»Eine kräftige Portion Mut ist der ernstliche Glaube an Unglück. Sonst ist es nämlich kein Mut«, hält der Protagonist von William Faulkners Roman »Wilde Palmen« fest. Wie in den meisten Geschichten Faulkners geht es auch hier um Vorhaben, die von vornherein zum Scheitern verurteilt sind, von den Figuren aber konsequent durchgezogen werden, selbst wenn sie die Aussichtslosigkeit auf Erfolg klar erkannt haben. In »Wilde Palmen« sind es zwei Liebende, Harry und Charlotte, und ihr Projekt ist ihre Liebe. Sie wollen ihre Leidenschaft um jeden Preis aufrecht erhalten und verhindern, dass sie jemals ins Alltägliche abgleitet.
Harry ist angehender Arzt und bereits Ende 20, als er Charlotte kennenlernt und seine ersten sexuellen Erfahrungen macht, worauf er zum Teil die Tragik seiner Geschichte zurückführt. Charlotte dagegen ist bereits verheiratet und hat zwei Kinder, als sie Harry begegnet und ihre Familie für ihn verlässt.

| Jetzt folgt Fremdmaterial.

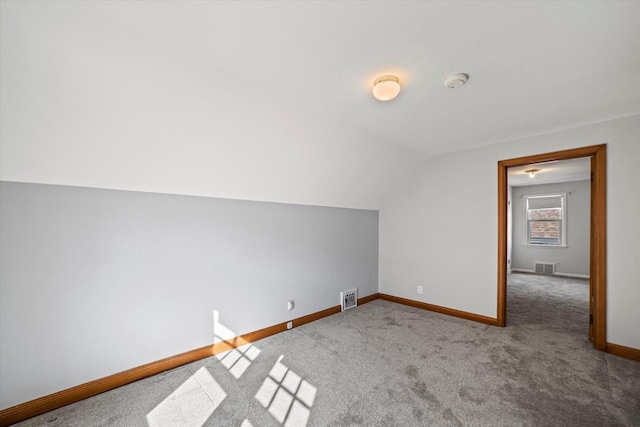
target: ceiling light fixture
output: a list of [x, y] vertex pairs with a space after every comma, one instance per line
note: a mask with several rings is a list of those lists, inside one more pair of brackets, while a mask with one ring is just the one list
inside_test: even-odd
[[381, 76], [373, 82], [373, 96], [378, 101], [389, 101], [400, 93], [400, 80], [396, 76]]
[[540, 169], [529, 169], [528, 171], [524, 171], [524, 173], [529, 174], [529, 178], [535, 178], [538, 172], [540, 172]]

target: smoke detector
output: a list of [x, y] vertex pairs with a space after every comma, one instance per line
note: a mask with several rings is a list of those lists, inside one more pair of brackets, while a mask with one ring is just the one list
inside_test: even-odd
[[469, 76], [464, 73], [454, 74], [453, 76], [449, 76], [445, 79], [444, 85], [449, 89], [455, 89], [464, 86], [468, 78]]

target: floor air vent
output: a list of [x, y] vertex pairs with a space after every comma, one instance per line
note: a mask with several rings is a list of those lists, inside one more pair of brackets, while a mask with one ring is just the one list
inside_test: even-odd
[[538, 262], [533, 264], [533, 271], [540, 274], [555, 274], [556, 264], [553, 262]]
[[342, 311], [349, 310], [358, 305], [358, 288], [340, 292], [340, 305]]

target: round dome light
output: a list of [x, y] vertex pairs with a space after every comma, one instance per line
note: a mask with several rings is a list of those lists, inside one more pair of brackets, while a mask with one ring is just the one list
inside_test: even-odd
[[396, 76], [378, 77], [373, 82], [373, 96], [379, 101], [389, 101], [400, 93], [400, 81]]

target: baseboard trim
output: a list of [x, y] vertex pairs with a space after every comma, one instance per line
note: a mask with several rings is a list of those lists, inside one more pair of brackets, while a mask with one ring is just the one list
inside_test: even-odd
[[380, 294], [378, 294], [378, 293], [371, 294], [371, 295], [366, 296], [366, 297], [358, 298], [358, 305], [366, 304], [366, 303], [371, 302], [371, 301], [373, 301], [375, 299], [378, 299], [378, 298], [380, 298]]
[[[536, 273], [534, 270], [528, 270], [526, 268], [512, 268], [513, 273], [527, 273], [527, 274], [541, 274]], [[589, 279], [588, 274], [573, 274], [573, 273], [554, 273], [550, 276], [563, 276], [563, 277], [575, 277], [576, 279]]]
[[474, 322], [485, 323], [491, 326], [499, 326], [498, 319], [495, 319], [493, 317], [481, 316], [475, 313], [469, 313], [466, 311], [456, 310], [453, 308], [441, 307], [439, 305], [428, 304], [426, 302], [396, 297], [393, 295], [387, 295], [387, 294], [378, 294], [378, 295], [380, 299], [383, 299], [386, 301], [397, 302], [398, 304], [404, 304], [411, 307], [421, 308], [423, 310], [433, 311], [440, 314], [446, 314], [448, 316], [459, 317], [461, 319], [472, 320]]
[[151, 375], [204, 359], [214, 354], [215, 347], [214, 345], [208, 345], [187, 351], [3, 409], [0, 411], [0, 426], [8, 426]]
[[[378, 298], [378, 294], [369, 295], [358, 298], [358, 305], [366, 304]], [[340, 312], [340, 306], [327, 308], [325, 310], [311, 313], [306, 316], [298, 317], [291, 320], [293, 327], [302, 326], [304, 324], [331, 316]], [[212, 345], [197, 348], [175, 356], [167, 357], [146, 365], [118, 372], [108, 377], [100, 378], [88, 383], [80, 384], [56, 393], [49, 394], [26, 403], [21, 403], [0, 411], [0, 426], [5, 427], [20, 421], [53, 411], [54, 409], [70, 405], [75, 402], [87, 399], [100, 393], [104, 393], [114, 388], [139, 381], [152, 375], [159, 374], [170, 369], [177, 368], [187, 363], [196, 362], [209, 356], [214, 356], [223, 351], [230, 350], [241, 345], [257, 341], [271, 335], [278, 334], [287, 330], [287, 322], [269, 326], [264, 329], [249, 332], [235, 338], [221, 341]]]
[[587, 279], [589, 280], [588, 274], [573, 274], [573, 273], [556, 273], [554, 276], [562, 276], [562, 277], [573, 277], [576, 279]]
[[624, 345], [613, 344], [608, 342], [607, 346], [605, 347], [605, 351], [615, 356], [620, 356], [626, 359], [640, 361], [640, 349], [638, 348], [627, 347]]
[[540, 274], [540, 273], [536, 273], [535, 270], [528, 270], [526, 268], [512, 268], [511, 272], [512, 273], [525, 273], [525, 274]]

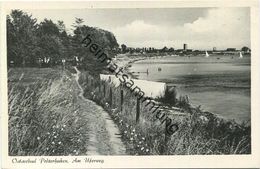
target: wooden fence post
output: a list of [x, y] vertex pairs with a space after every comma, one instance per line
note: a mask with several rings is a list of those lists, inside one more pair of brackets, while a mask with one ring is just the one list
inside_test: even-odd
[[120, 93], [121, 93], [121, 97], [120, 97], [120, 100], [121, 100], [121, 112], [123, 111], [123, 104], [124, 104], [124, 91], [123, 89], [120, 90]]
[[109, 92], [109, 103], [110, 103], [110, 107], [112, 107], [113, 105], [112, 87], [110, 87], [110, 92]]
[[98, 84], [98, 92], [101, 93], [101, 82], [99, 81]]
[[104, 88], [104, 98], [106, 98], [106, 84], [103, 84], [103, 88]]
[[137, 100], [136, 100], [136, 123], [139, 122], [139, 118], [140, 118], [140, 99], [137, 98]]

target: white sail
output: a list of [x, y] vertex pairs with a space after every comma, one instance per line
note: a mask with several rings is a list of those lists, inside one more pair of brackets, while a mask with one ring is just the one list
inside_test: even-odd
[[239, 58], [243, 58], [243, 55], [241, 52], [239, 52]]
[[207, 57], [209, 57], [209, 54], [208, 54], [208, 52], [206, 51], [206, 58], [207, 58]]

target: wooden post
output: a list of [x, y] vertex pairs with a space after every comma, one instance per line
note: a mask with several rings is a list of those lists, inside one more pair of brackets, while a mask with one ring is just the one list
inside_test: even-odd
[[120, 90], [120, 92], [121, 92], [121, 112], [123, 111], [123, 104], [124, 104], [124, 91], [123, 91], [123, 89], [121, 89]]
[[104, 98], [106, 98], [106, 84], [105, 83], [103, 84], [103, 87], [104, 87]]
[[140, 99], [137, 98], [137, 100], [136, 100], [136, 123], [139, 122], [139, 118], [140, 118]]
[[109, 103], [110, 103], [110, 107], [112, 107], [113, 105], [112, 87], [110, 87], [110, 92], [109, 92]]

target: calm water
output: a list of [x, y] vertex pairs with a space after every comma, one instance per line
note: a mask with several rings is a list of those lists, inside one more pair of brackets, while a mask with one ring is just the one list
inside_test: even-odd
[[168, 56], [135, 62], [130, 71], [139, 79], [176, 86], [203, 110], [238, 122], [250, 119], [250, 57]]

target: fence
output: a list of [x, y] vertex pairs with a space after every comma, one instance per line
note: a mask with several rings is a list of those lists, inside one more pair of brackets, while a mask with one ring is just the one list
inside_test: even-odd
[[[123, 133], [122, 137], [125, 141], [128, 140], [135, 152], [141, 147], [140, 151], [137, 151], [139, 154], [166, 154], [167, 145], [172, 137], [167, 132], [170, 121], [165, 120], [162, 123], [146, 102], [142, 102], [122, 85], [115, 86], [88, 73], [82, 74], [79, 82], [85, 90], [85, 96], [110, 113]], [[188, 115], [170, 107], [160, 108], [160, 111], [166, 113], [171, 119], [171, 124], [181, 125]], [[157, 143], [154, 144], [154, 141]]]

Es ist nicht einmal so sehr die Gesellschaft der 1930er-Jahre und das »wilde Ehe«-Problem, das Harry und Charlotte zum Scheitern bringt. Sie sind es selbst. Harry tut sich zwar schwer, einen Job zu finden, aber in finanzielle Probleme geraten die beiden nie. Nicht einmal Charlottes Ehemann stellt sich ihnen in den Weg, sondern unterstützt die beiden noch bei ihrem Vorhaben, auf eine Art, die nur Faulkner mit seiner ganz eigenen Komik schildern kann. Mit derselben Komik zeigt er, wie die Liebenden in ihrem Zusammenleben nicht die Erfüllung finden, die sie erhofft hatten: Wie so oft bei Faulkners Figuren verflüchtigt sich das, was sie suchen, sobald sie es allem Anschein nach erreichen.

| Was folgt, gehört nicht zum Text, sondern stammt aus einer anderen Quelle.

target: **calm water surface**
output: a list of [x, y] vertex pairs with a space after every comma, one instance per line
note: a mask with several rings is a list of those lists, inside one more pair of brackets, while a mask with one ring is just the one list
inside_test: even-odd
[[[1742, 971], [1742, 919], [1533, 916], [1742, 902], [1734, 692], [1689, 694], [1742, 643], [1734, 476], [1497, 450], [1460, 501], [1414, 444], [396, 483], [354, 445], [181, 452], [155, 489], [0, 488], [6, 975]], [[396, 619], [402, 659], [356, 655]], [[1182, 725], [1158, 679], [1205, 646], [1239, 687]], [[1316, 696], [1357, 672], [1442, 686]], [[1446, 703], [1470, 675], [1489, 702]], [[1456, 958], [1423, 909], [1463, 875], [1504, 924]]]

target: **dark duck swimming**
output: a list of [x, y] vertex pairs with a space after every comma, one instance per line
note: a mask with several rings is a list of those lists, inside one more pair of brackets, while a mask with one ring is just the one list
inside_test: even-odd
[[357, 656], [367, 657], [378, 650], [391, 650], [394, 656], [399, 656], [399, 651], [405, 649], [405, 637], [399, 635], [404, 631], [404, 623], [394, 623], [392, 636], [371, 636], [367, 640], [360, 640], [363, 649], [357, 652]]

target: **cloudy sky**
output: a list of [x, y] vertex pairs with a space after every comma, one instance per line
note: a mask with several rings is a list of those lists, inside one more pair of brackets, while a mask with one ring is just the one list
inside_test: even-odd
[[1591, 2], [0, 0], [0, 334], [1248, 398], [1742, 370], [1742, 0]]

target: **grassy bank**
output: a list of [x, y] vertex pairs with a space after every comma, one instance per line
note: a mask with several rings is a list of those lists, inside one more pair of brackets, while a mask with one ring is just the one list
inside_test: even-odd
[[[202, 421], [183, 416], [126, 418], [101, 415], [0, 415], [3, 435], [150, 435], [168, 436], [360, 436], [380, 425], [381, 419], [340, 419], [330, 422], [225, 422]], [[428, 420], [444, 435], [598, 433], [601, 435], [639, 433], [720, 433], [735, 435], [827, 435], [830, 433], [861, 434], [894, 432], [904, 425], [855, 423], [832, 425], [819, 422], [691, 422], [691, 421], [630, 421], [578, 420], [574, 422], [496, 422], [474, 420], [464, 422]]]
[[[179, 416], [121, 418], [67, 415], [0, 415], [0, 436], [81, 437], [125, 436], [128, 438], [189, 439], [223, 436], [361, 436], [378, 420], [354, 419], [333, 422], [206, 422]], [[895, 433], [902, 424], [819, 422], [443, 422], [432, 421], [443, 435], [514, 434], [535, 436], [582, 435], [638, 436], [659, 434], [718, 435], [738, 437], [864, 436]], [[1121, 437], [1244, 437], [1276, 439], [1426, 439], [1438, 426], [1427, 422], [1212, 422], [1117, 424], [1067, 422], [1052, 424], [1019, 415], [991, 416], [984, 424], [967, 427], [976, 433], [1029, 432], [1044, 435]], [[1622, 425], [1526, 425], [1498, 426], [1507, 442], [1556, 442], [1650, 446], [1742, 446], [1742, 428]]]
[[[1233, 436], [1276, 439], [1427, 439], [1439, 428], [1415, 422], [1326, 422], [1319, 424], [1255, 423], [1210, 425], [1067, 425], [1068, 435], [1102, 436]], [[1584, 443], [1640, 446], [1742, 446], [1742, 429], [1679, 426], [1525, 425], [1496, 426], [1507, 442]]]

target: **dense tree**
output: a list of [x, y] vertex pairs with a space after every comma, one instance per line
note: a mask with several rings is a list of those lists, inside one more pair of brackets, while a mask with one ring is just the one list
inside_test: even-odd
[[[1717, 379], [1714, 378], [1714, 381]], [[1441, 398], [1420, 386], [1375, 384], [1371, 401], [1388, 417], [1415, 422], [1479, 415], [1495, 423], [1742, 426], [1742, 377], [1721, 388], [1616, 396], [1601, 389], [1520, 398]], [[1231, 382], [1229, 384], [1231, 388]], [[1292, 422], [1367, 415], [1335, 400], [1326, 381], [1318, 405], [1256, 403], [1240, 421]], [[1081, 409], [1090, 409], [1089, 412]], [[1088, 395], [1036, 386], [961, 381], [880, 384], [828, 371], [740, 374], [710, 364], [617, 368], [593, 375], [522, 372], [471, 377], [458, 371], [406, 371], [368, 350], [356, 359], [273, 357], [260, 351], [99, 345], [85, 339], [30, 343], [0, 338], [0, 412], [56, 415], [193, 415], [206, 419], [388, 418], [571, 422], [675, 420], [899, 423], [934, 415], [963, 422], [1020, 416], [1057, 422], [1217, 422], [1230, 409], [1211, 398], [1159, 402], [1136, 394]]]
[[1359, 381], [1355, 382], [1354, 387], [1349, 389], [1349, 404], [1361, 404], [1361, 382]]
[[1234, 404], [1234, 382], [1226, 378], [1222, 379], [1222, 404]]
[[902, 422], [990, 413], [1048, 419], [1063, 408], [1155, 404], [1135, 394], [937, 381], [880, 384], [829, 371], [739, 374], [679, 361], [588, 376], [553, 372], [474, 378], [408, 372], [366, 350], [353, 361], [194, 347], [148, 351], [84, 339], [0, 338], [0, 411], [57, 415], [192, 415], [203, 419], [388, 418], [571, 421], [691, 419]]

»Wilde Palmen« ist in den USA bereits 1939 erschienen, die erste deutsche Übersetzung gab es jedoch erst 1957. Die »Zeit« hat den Roman jetzt in ihre »Bibliothek der Verschwundenen Bücher« aufgenommen, unter anderem weil er ursprünglich nur zusammen mit einer weiteren Erzählung erhältlich war – eine Verschränkung, die nach der Meinung von Jens Jessen, der das Nachwort zu der Ausgabe verfasst hat, dem Werk etwas von seiner Vielschichtigkeit nimmt.
Der Roman ist hauptsächlich wegen Faulkners Sprache ein Genuss zu lesen. Seine langen, abschweifenden Sätze, die er fast immer komisch konsequent zu Ende führt, haben ganz klar auch T. C. Boyle beeinflusst. Wem sie zu kompliziert zu lesen sind, hält Jens Jessen im Nachwort der Ausgabe fest, »ist für die moderne Literatur vielleicht überhaupt verloren«. Faulkner schafft es in »Wilde Palmen«, selbst die an sich banale und sicher nicht einzigartige Geschichte einer gescheiterten Liebe auf eine Art darzustellen, als ginge es um einen verlorenen Krieg.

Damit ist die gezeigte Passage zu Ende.